It will amaze Jamie to hear me admit it, but there are a few things he can do that I simply cannot.
I have never been able to see the hidden image in one of those Magic Eye 3-D puzzles. Neither can I approach within 500 yards of Monica Belluci (though that's only since the plea bargain). Finally, the porcelain veneers on my tetracycline-stained teeth ensure I can never, ever use any tooth whitening product. Every tooth in my head would become the pristine white of newly-fallen snow save for the two front ones. The result would be akin to a movie star's smile where the upper central incisors have been replaced by large kernels of bright yellow corn. Except in nightclubs, where the blacklight would render me toothless. Form an orderly line, ladies.
Just as well, I guess. Jamie tells me the strips burned his gums like the fires of Hell itself.
A compelling argument against pop-up blocking software.

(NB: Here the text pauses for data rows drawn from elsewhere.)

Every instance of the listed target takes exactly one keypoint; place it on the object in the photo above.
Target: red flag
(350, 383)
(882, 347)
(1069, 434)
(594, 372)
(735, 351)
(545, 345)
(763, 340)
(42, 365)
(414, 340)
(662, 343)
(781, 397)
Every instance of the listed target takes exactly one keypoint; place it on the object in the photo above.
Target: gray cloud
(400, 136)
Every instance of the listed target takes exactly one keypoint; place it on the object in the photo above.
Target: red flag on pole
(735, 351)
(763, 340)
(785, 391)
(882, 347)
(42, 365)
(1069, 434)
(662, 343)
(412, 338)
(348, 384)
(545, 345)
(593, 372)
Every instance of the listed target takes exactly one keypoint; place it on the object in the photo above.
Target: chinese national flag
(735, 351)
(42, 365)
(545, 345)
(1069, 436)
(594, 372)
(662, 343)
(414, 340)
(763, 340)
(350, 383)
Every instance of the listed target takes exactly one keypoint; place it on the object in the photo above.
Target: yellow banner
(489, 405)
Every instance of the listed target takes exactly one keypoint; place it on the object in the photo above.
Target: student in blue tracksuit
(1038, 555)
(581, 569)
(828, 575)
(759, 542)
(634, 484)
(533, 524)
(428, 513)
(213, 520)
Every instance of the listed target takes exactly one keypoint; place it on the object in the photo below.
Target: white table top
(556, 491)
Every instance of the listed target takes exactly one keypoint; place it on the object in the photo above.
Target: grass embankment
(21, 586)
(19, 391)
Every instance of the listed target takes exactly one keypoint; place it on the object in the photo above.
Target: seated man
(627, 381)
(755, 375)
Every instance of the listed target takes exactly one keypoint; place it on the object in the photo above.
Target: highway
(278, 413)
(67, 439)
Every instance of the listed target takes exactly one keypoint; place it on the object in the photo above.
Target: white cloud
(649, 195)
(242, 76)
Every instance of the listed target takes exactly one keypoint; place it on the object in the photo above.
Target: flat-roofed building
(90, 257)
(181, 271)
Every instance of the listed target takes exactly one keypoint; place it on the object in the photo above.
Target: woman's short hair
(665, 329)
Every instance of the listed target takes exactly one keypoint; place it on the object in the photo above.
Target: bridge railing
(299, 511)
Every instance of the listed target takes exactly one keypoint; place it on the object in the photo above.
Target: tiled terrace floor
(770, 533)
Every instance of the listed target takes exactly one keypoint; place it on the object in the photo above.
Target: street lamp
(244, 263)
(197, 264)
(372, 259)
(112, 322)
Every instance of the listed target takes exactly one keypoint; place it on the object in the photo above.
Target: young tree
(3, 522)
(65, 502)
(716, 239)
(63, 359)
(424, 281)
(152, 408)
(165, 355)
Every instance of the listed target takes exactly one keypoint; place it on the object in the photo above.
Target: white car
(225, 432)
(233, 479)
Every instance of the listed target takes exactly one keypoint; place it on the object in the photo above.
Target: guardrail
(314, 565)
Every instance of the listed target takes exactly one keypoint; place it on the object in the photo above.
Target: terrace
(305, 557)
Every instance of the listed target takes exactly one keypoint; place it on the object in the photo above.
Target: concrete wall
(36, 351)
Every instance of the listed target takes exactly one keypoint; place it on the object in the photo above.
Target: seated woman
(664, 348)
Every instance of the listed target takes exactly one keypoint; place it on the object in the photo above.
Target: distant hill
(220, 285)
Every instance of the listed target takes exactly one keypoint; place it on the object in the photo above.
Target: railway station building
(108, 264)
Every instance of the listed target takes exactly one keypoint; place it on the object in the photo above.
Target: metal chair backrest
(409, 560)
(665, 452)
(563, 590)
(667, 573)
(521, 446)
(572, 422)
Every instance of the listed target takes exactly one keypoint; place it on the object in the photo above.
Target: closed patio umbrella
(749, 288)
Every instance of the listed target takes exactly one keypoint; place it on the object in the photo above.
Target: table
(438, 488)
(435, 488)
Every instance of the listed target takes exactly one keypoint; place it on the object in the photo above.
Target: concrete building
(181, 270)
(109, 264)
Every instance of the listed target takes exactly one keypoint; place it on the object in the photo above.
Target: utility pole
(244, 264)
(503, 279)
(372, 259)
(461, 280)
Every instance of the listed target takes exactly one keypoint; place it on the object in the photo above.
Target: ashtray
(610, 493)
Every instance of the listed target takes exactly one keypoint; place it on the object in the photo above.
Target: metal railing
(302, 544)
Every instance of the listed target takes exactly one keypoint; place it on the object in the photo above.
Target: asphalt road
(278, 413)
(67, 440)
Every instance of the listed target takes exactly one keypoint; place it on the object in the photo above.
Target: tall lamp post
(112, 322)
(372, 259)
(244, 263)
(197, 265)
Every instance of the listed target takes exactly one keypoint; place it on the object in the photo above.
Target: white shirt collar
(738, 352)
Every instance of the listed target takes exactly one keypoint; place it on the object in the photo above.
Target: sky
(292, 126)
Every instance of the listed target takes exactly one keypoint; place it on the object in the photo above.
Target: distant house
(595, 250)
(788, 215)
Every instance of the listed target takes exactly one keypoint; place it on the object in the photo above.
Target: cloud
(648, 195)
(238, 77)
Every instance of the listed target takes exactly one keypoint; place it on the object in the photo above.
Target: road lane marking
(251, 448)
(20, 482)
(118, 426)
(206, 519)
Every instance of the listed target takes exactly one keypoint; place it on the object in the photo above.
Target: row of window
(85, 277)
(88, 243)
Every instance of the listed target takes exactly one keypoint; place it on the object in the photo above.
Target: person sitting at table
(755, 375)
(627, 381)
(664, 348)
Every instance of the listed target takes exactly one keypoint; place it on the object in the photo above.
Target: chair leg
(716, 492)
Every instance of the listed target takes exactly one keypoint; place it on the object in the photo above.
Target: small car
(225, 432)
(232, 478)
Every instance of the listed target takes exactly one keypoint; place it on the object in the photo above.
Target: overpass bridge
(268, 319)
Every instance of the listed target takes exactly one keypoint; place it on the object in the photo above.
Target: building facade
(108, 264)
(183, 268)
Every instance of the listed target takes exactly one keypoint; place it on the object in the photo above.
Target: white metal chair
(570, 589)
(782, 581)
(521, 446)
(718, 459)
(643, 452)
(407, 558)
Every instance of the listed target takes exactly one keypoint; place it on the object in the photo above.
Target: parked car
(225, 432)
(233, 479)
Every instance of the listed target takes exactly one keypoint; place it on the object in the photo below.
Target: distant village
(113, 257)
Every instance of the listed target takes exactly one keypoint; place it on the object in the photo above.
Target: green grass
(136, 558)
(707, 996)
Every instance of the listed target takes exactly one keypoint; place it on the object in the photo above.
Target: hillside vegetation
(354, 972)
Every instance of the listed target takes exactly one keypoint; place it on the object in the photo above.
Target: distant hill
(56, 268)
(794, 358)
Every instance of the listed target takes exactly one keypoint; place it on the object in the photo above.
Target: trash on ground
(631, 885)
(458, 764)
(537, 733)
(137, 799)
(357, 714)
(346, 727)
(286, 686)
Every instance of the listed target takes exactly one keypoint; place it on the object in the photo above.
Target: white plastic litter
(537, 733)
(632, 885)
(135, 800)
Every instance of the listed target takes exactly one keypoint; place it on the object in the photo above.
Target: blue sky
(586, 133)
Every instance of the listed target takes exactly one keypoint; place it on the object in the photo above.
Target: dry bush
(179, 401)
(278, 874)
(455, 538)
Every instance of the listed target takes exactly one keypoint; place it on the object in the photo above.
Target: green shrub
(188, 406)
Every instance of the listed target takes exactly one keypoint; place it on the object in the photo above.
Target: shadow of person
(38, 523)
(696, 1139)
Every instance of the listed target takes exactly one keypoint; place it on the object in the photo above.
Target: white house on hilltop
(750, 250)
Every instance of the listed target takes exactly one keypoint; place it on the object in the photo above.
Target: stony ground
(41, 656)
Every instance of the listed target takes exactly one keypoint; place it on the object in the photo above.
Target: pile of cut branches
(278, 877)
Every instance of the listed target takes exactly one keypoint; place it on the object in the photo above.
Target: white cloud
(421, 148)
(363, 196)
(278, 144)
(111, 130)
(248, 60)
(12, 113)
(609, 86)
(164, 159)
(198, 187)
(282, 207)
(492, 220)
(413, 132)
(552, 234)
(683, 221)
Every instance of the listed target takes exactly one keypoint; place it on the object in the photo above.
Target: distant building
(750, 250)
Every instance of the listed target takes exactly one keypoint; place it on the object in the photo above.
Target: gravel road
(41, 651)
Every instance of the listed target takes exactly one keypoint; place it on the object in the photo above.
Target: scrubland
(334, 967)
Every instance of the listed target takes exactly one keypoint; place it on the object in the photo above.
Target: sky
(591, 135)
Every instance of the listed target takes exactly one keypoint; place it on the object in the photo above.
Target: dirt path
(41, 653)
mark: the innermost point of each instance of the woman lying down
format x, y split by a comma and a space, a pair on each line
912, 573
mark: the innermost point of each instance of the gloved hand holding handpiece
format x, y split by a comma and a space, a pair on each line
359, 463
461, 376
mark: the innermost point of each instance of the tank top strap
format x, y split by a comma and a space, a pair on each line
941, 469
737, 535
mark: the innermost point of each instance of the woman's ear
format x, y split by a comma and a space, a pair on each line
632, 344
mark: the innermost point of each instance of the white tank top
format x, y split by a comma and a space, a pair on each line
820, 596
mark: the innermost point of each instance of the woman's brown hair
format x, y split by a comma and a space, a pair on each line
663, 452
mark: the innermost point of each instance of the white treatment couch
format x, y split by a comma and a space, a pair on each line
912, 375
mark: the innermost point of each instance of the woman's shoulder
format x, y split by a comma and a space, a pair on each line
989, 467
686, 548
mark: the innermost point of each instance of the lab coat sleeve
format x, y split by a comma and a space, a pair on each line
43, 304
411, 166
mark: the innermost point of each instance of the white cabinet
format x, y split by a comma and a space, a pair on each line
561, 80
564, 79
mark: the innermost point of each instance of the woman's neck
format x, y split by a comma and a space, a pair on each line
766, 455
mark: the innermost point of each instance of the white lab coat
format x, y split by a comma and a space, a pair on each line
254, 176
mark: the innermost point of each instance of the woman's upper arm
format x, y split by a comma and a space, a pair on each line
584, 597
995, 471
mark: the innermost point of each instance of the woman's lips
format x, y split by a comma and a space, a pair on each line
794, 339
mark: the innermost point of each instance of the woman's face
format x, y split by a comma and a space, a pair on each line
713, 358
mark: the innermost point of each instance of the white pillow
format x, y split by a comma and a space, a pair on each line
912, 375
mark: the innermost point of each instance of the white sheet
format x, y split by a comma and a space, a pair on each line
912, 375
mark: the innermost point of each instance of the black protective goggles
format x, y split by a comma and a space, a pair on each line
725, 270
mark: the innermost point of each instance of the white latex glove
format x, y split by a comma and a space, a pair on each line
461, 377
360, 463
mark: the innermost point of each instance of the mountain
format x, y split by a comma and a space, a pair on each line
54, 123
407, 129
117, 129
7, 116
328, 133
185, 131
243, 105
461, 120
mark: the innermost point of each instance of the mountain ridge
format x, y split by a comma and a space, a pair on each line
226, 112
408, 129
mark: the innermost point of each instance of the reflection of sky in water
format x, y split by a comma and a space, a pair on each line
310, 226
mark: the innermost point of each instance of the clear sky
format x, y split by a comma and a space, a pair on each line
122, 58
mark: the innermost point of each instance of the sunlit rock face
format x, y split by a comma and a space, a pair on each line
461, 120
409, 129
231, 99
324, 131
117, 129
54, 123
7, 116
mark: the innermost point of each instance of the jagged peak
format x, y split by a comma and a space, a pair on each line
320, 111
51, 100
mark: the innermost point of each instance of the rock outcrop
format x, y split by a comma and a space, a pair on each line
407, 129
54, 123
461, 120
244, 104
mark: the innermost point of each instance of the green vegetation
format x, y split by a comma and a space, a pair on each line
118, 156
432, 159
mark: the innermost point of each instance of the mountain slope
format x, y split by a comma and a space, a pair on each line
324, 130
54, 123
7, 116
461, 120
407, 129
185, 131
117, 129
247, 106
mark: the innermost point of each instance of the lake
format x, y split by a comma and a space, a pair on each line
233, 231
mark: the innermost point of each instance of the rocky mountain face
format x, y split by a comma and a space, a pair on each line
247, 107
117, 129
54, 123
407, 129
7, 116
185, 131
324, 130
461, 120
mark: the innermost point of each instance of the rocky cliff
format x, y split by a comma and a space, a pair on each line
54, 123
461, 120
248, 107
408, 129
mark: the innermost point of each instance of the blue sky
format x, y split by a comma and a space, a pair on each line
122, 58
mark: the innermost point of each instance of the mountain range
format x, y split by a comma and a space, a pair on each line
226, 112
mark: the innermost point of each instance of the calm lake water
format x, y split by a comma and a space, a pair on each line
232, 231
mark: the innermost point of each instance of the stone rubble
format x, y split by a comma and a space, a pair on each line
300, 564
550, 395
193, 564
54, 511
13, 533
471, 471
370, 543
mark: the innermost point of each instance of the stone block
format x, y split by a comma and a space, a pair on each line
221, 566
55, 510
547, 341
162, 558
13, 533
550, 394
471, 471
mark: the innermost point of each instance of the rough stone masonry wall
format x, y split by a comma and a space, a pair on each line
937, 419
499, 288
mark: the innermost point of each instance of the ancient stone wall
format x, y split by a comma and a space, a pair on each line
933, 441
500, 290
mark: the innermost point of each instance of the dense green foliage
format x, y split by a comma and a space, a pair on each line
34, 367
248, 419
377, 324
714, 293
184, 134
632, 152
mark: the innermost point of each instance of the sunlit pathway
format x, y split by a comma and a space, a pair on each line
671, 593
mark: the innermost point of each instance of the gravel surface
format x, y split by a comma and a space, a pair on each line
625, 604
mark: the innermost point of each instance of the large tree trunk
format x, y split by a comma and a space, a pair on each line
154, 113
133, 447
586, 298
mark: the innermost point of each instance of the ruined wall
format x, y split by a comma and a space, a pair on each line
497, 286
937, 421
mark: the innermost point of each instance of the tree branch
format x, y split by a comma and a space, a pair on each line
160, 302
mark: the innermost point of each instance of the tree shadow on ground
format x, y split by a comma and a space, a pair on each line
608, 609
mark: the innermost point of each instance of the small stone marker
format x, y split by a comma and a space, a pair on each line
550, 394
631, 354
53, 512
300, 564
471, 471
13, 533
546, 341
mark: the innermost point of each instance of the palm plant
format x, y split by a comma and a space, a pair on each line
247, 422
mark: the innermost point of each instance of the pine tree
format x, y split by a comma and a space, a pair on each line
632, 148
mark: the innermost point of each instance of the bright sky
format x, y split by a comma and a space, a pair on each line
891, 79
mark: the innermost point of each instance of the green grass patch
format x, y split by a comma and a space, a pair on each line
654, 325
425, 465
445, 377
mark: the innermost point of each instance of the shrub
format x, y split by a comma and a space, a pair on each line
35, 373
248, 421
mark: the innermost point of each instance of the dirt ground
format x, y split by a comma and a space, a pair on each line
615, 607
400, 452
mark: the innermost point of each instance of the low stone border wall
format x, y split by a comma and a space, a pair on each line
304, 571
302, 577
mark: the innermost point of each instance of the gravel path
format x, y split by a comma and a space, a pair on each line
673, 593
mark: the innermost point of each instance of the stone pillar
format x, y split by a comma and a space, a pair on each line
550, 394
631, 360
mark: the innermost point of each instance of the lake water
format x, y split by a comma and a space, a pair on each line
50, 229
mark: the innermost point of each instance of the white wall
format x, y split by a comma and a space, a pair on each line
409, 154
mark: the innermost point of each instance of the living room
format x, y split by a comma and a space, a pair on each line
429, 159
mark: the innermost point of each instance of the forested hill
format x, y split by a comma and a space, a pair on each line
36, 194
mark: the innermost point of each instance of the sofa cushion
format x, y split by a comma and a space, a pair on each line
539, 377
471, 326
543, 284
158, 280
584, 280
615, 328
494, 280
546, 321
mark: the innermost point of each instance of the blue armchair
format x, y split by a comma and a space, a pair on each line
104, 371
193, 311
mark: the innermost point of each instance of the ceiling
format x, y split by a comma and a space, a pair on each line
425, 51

Sincere apologies to anybody who clicked on the Monica Bellucci link before 07:30 EST on Monday. I knew it led to a safe-for-work Italian fansite. Thanks to Internet Explorer's blocker, I did not know it also triggered a dozen hardcore pornography pop-ups. Jamie nearly wet himself with terror when he checked the site from work a good seven hours after we'd posted it the night before. Only a hundred or so IP addresses visited us in the wee hours of the night but, if you were one of them, rest assured of two things: a) we know we suck; b) it won't happen again.